Speaking at the high-level event, which gathered some 90 government representatives from Kazakhstan, Kyrgyzstan, Tajikistan, Turkmenistan and Uzbekistan, Ms. Ashita Mittal, Regional Representative for Central Asia at the United Nations Office on Drugs and Crime (UNODC), called for a balanced approach to drugs, crime and terrorism, which enables development, protects human rights and ensures access to treatment and support.
“42% of the over 70 million people living in the 5 Central Asian countries are under the age of 24”, she said. “UNODC’s support in the region is geared towards the education of young people so that they develop a stake and commit to making their communities economically vibrant, healthy and safe, ensuring that they are free from risks related to drugs, transnational organized crime and terrorism.”
The meeting began with a video message from UNODC Executive Director Yuri Fedotov, who noted that increased cultivation and production of opium in Afghanistan poses serious challenges globally and especially to the Central Asia region.
“I appreciate the efforts of Central Asian states to foster regional cooperation for addressing security and sustainable development to deal with possible risks of terrorism, drug trafficking and transnational organized crimes including the illicit financial flows. The 19 January Security Council meeting under the chairmanship of Kazakhstan, the Samarkand Conference on security and development organized by Uzbekistan in partnership with UNODC and UNRCCA and the recently concluded conference on Afghanistan in Tashkent all reflect political will of Central Asian states to maintain peace and security and promote inclusive socio-economic development processes as a shared responsibility in the region”, Mr. Fedotov stated.
The UNODC Executive Director noted: “Our work aims to support implementation of the operational recommendations contained in the outcome document of the 2016 UN General Assembly Special Session on the world drug problem and help countries achieve the nationalized Sustainable Development Goals and the Agenda 2030 so no one is left behind.”
Hosted by the Government of Kyrgyzstan, the Steering Committee reviewed the results of UNODC’s work in Central Asia in 2017. More than 4700 government officials, law enforcement officers, criminal justice practitioners, healthcare specialists, social workers and civil society representatives increased their knowledge and skills on international standards and good practices in drug control, crime and terrorism prevention, criminal justice and drug demand reduction.
UNODC bolstered law enforcement cooperation to counter illicit drugs trafficking and enhance border security through the establishment of border liaison offices, outposts and port control units and the functioning of an information and coordination platform at the Central Asian Regional Information and Coordination Centre for Combating Illicit Trafficking of Narcotic Drugs, Psychotropic Substances and their Precursors (CARICC).

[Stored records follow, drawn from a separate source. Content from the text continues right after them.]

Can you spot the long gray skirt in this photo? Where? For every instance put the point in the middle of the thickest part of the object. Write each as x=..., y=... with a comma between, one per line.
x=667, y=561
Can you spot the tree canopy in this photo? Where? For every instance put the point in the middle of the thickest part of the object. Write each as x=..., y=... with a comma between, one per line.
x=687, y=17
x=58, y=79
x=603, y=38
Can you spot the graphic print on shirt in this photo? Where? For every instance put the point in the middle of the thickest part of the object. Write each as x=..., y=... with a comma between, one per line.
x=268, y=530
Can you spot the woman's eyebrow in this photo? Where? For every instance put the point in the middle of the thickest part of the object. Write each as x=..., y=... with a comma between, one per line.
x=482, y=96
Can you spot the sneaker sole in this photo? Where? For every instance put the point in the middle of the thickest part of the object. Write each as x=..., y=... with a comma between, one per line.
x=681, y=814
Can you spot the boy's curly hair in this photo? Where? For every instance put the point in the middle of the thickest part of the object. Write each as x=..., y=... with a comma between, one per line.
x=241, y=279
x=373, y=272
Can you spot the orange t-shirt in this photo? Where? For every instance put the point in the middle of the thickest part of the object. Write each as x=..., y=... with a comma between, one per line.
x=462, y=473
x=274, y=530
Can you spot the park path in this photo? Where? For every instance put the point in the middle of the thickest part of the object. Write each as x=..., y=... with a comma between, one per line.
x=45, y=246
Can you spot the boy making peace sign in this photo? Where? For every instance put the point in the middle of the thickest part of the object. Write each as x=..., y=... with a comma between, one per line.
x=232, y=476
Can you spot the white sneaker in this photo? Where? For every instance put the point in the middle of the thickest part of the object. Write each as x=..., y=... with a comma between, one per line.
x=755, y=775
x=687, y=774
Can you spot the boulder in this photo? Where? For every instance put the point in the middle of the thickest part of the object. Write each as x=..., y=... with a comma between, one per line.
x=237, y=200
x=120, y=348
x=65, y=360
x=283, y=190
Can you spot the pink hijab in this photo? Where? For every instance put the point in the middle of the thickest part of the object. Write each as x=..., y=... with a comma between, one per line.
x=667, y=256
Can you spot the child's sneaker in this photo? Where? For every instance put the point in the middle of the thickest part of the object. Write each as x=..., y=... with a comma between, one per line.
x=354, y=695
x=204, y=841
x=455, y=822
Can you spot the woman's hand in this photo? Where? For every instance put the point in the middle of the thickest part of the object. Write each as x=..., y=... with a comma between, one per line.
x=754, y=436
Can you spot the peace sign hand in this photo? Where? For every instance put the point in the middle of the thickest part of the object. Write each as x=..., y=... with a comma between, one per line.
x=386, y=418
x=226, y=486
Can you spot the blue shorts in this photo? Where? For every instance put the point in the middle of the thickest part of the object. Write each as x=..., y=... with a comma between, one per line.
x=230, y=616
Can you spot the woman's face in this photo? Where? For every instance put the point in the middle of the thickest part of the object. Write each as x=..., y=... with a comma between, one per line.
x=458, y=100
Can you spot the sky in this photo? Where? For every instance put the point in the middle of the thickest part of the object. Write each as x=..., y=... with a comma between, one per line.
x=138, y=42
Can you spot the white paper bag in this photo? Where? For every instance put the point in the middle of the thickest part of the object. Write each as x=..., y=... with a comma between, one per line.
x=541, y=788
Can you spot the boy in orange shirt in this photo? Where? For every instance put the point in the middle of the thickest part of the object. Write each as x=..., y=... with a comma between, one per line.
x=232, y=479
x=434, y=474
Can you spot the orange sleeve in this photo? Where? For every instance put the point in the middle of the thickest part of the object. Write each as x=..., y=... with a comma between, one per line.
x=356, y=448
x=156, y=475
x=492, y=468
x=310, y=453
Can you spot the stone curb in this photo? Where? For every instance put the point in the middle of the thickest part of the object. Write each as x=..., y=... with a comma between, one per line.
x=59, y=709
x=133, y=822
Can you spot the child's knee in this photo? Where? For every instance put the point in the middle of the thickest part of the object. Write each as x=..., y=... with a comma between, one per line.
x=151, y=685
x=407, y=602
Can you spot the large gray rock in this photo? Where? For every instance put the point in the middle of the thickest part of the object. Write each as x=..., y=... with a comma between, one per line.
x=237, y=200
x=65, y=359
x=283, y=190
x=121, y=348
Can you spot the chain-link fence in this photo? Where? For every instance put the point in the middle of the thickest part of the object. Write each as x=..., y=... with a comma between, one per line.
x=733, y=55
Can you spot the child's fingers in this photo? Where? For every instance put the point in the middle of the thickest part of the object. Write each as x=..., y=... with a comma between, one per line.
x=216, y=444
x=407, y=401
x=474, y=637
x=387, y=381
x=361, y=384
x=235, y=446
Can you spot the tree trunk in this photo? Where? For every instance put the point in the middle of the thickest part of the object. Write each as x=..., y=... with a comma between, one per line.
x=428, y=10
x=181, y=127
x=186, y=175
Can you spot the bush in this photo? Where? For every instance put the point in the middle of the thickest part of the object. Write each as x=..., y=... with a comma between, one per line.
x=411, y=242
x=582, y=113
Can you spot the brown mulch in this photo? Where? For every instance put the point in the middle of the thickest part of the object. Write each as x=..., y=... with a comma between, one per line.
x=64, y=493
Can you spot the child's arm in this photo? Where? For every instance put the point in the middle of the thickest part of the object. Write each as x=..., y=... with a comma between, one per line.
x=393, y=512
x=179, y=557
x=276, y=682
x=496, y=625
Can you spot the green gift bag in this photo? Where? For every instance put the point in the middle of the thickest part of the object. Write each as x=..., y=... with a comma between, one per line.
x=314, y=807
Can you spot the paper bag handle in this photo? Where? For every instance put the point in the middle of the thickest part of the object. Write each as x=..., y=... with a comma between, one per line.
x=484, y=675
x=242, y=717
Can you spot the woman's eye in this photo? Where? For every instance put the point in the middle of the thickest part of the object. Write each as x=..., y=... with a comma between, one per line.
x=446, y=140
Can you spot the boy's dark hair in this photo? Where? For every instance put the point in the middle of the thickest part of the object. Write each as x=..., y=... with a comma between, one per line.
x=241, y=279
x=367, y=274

UNODC promoted implementation of community policing and crime prevention initiatives, including by raising awareness of sports as a vehicle for youth crime prevention. Work with women and youth helped increase resilience to violent extremism. UNODC supported efforts to counter human trafficking, improve forensic services, promote social rehabilitation of prisoners and develop legislation aimed at ensuring judicial independence and effective, fair and humane criminal justice systems.
UNODC assisted the Central Asian states in improving policies on drug dependence treatment, social reintegration of people who use drugs, and HIV prevention. Drug prevention programmes reached nearly 70 schools and over 1400 families.
The Programme for Central Asia is UNODC’s framework for cooperation in Kazakhstan, Kyrgyzstan, Tajikistan, Turkmenistan and Uzbekistan. In 2017, UNODC delivered over 14 million USD in technical assistance in the region within the framework of this Programme.